Since only 27.7% of crimes ended up with an arrest, I decided to balance the dataset and try running models on the balanced dataset.

ros = RandomOverSampler(random_state=0)
X_resampled, y_resampled = ros.fit_sample(X_train,y_train)

# Yay, balanced classes!
len(y_resampled), len(X_resampled)

Out[45]:

(693394, 693394)

rfb_balanced = RandomForestClassifier(bootstrap=True, class_weight=None, criterion='gini',
            max_depth=None, max_features='auto', max_leaf_nodes=None,
            min_impurity_decrease=0.0, min_impurity_split=None,
            min_samples_leaf=1, min_samples_split=2,
            min_weight_fraction_leaf=0.0, n_estimators=10, n_jobs=-1,
            oob_score=False, random_state=None, verbose=0,
            warm_start=False)

rfb_balanced.fit(X_resampled, y_resampled)

RandomForestClassifier(bootstrap=True, class_weight=None, criterion='gini',
            max_depth=None, max_features='auto', max_leaf_nodes=None,
            min_impurity_decrease=0.0, min_impurity_split=None,
            min_samples_leaf=1, min_samples_split=2,
            min_weight_fraction_leaf=0.0, n_estimators=10, n_jobs=-1,
            oob_score=False, random_state=None, verbose=0,
            warm_start=False)

preds = rfb_balanced.predict(X_val)
roc_auc_score(y_val, preds)

0.79100646692502496

rfb_balanced.score(X_val, y_val)

Out[58]:

0.849547619047619

rfb_balanced.score(X_test, y_test)

0.84939666666666669

confusion_matrix(y_val, preds)

array([[138361,   9944],
       [ 21651,  40044]])

Ensemble of Several Models

I then wanted to try to put several of the models together in an ensemble and run them.

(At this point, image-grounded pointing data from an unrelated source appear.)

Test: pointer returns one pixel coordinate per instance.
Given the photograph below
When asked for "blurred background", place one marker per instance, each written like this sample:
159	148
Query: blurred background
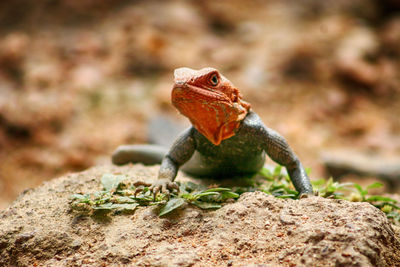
80	77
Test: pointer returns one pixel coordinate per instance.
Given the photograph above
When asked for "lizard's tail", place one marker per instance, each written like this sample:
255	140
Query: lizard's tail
146	154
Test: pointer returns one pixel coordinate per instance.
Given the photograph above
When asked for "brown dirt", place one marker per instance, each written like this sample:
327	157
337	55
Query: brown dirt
39	229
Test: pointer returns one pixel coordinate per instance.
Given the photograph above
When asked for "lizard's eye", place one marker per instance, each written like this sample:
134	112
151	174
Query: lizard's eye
214	80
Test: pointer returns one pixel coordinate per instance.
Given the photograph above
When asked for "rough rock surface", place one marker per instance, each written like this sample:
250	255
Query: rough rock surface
40	229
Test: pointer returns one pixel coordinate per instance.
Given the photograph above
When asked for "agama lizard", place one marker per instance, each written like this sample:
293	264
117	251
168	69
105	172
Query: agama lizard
226	138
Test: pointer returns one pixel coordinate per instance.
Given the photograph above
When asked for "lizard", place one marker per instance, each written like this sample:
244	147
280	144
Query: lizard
227	138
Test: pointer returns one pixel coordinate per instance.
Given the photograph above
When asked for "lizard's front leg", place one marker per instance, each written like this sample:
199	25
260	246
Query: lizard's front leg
278	150
180	152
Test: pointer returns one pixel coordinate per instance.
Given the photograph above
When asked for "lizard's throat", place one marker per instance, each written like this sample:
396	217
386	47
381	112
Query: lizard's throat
216	120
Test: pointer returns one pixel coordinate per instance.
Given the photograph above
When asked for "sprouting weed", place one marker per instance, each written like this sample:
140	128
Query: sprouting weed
118	195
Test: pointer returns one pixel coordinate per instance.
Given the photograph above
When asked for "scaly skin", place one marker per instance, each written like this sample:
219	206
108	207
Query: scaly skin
227	138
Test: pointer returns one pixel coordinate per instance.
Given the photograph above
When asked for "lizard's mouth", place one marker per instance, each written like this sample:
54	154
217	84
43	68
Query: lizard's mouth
211	112
183	92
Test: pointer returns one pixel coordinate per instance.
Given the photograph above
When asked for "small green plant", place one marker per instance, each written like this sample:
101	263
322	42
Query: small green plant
118	195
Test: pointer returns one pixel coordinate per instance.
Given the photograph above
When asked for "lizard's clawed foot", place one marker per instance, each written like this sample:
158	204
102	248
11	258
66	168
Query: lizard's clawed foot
165	186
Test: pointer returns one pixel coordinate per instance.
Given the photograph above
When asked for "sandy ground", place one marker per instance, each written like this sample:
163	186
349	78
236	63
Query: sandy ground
40	229
79	78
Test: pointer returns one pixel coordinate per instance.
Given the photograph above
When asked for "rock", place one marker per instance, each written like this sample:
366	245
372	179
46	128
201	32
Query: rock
40	229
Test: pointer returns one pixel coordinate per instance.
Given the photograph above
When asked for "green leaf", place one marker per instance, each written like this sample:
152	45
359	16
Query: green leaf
374	185
360	190
110	181
230	194
171	205
105	206
219	189
206	205
277	171
79	196
266	173
123	200
204	194
125	206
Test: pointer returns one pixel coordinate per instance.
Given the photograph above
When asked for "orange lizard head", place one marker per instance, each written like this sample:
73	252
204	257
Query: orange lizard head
210	101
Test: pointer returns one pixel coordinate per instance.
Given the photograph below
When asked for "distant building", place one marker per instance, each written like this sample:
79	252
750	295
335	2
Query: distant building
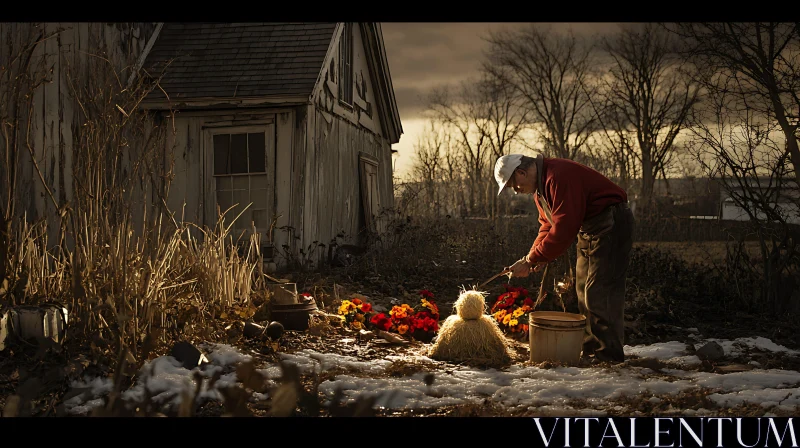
784	199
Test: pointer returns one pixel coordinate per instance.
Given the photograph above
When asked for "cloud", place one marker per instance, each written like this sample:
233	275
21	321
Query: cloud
425	55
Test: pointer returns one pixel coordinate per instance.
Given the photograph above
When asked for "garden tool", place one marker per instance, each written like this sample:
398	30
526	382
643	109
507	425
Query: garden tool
505	272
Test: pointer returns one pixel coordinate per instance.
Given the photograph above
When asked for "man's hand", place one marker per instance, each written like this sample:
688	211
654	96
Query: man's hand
520	269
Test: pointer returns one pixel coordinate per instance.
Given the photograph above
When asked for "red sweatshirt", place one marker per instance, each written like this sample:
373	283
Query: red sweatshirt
573	192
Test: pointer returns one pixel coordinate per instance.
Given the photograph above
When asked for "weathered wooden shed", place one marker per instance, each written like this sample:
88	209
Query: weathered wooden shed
295	119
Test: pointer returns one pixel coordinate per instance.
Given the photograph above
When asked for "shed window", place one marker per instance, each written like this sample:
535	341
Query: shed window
346	65
239	153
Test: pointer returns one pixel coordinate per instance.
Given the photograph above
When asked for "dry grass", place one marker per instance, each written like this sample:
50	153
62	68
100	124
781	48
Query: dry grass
470	336
701	252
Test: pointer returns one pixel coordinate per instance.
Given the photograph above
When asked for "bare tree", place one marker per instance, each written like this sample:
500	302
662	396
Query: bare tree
463	114
649	94
427	163
549	71
758	62
506	117
611	150
744	150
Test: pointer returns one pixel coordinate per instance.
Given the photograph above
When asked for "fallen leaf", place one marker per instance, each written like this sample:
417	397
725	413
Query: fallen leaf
394	339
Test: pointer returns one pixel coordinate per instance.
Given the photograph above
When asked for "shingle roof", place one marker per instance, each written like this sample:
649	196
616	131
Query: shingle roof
238	59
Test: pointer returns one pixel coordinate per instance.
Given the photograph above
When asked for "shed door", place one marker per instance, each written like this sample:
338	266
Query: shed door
370	192
244	175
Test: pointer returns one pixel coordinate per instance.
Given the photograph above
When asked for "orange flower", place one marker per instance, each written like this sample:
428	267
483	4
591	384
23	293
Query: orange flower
399	312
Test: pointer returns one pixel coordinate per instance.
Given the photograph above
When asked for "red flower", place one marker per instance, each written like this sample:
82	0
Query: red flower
381	321
427	294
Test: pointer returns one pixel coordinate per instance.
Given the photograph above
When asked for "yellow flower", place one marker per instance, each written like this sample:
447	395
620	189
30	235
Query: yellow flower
399	312
345	307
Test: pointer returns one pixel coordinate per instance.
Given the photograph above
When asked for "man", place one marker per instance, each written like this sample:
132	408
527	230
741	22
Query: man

model_list = [('lr', clf_logistic_pipeline), ('rf', clf_rf), ('gb', gb_clf)]

# create voting classifier
voting_classifer = VotingClassifier(estimators=model_list,
                                    voting='hard', #<-- sklearn calls this hard voting
                                    n_jobs=-1)
voting_classifer.fit(X_train, y_train)

VotingClassifier(estimators=[('lr', Pipeline(memory=None,
     steps=[('scale_train', StandardScaler(copy=True, with_mean=True, with_std=True)), ('lr', LogisticRegression(C=1.0, class_weight=None, dual=False, fit_intercept=True,
          intercept_scaling=1, max_iter=100, multi_class='warn',
          n_jobs=None, ...    subsample=1.0, tol=0.0001, validation_fraction=0.1,
              verbose=0, warm_start=False))],
         flatten_transform=None, n_jobs=-1, voting='hard', weights=None)

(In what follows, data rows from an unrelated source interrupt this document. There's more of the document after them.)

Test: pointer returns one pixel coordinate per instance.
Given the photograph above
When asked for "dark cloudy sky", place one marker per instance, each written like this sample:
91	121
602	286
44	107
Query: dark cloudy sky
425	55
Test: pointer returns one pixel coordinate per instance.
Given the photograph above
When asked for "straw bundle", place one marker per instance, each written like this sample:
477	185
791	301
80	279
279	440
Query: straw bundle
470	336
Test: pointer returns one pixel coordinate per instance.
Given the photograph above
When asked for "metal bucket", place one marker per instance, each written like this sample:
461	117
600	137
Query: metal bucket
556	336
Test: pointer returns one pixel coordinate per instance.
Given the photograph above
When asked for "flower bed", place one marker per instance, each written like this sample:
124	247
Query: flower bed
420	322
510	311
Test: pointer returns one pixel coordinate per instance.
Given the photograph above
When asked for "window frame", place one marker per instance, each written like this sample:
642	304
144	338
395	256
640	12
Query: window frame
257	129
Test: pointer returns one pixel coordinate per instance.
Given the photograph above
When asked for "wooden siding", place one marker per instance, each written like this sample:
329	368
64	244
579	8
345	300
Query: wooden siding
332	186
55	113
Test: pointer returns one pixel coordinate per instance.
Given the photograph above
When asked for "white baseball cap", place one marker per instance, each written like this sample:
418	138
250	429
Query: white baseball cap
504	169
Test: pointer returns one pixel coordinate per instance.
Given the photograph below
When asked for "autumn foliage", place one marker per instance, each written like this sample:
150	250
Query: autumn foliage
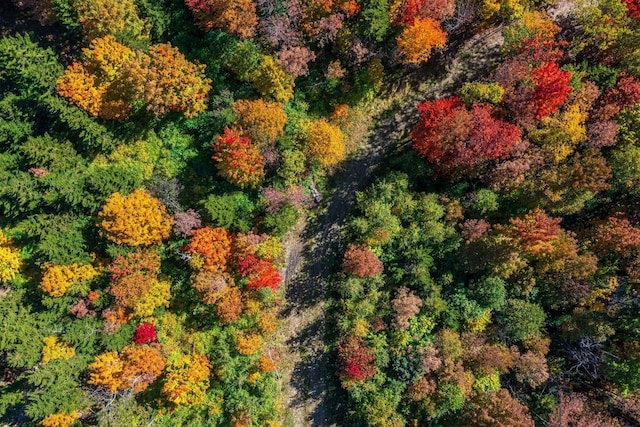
238	160
261	273
356	360
10	260
418	40
187	380
360	261
260	120
324	141
213	245
551	89
138	219
135	367
145	333
454	137
237	17
165	81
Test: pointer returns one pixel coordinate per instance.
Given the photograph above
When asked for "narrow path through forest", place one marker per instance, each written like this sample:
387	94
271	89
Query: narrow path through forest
314	253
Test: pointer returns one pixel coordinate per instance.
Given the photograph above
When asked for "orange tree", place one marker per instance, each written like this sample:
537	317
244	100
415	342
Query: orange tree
138	219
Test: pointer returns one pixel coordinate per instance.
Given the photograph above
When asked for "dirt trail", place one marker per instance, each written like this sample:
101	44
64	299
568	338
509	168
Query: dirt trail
314	253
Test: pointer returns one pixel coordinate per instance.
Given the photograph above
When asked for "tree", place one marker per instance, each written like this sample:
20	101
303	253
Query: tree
260	120
418	40
456	138
270	79
138	219
356	360
237	17
523	319
405	306
261	273
551	88
536	231
573	410
54	349
360	261
238	160
497	409
10	259
118	18
230	305
211	285
60	279
99	85
166	81
324	141
59	419
187	380
416	9
145	333
213	245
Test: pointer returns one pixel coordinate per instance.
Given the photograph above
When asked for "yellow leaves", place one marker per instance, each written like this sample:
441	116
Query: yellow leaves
135	220
158	295
561	133
57	279
600	296
248	344
53	349
324	141
106	371
260	120
187	380
136	367
97	86
113	77
60	419
418	40
10	260
116	17
271	80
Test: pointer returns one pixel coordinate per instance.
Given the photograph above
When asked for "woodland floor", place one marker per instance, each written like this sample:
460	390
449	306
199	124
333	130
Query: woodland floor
314	249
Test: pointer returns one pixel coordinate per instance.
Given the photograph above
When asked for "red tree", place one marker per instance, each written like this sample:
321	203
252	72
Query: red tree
145	333
551	88
239	161
356	360
261	273
361	262
454	137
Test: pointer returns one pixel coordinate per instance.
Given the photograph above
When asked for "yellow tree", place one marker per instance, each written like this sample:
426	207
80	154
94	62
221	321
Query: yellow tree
166	81
118	18
10	260
270	79
324	141
57	279
418	39
260	120
98	84
136	220
187	380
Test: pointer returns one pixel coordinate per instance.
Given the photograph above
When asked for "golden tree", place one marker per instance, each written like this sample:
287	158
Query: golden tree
166	81
57	279
261	120
324	141
98	85
118	18
10	260
135	220
187	380
418	40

evaluate_model(voting_classifer)

AUC for training set: 0.7437367358291241 
AUC for validation set: 0.7436991551717599 
AUC for test set: 0.743873117622716 
Score for training set: 0.8540023311343996
Score for validation set: 0.8538194635911314 
Score for test set: 0.8540613112331676 
Confusion Matrix: 
[[1447775   13373]
 [ 281531  278060]]

Overall the logistic regression model performed the best. These models could all be further tweaked for better performance, however, model with 88% accuracy predicting arrests for the city of Chicago is a good model.